Macroeconomic analysis shows that as inflation is expected to fall to 11-12.5 percent by the end of the year and to 9 percent by the end of 2021, the imposition of 23 percent interest rates on deposits by banks will increase interest risk while offering credits at 26-30% will increase credit risk, the Central Bank reports.
In order to prevent these risks, and taking into account the current inflation and the market situation, the Central Bank has decided to encourage banks to adopt a plausible interest rate policy through the use of monetary instruments and prudential measures.
Thus, from July 1 of this year to January 1, 2021, interest rates are as follows:
- National currency deposits of legal entities – up to 16 percent, individuals – up to 18 percent;
- Loans in the national currency of legal entities up to 21 percent, individuals – up to 24 percent;
- Up to 8 percent for loans in foreign currency for business entities.
It is noted that these interest rates will change according to the Central Bank’s policy rate, which is now at 15 percent.
At the same time, the introduction of such interest rates will not limit the profitability of banks’ operations, and banks would retain the right to set interest rates independently as part of their operations.

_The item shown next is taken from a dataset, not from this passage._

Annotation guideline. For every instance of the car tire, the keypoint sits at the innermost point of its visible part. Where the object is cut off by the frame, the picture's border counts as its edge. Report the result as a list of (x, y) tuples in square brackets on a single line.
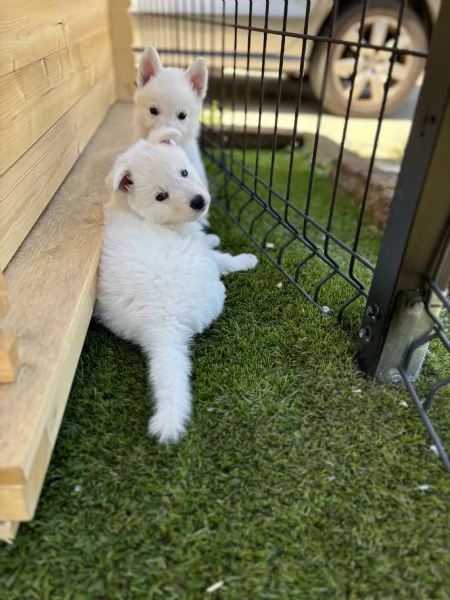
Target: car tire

There is also a mechanism to provide incentives to banks that carry out credit and deposit operations at such interest rates through the use of monetary instruments.
The regulator introduced a system to provide banks with the necessary resources for 3-6 months by means of monetary instruments, and “irrevocable” credit lines will be opened under the pledge of assets classified as “standard” in the amount of 2% of the bank’s total assets, in case of a liquidity shortage.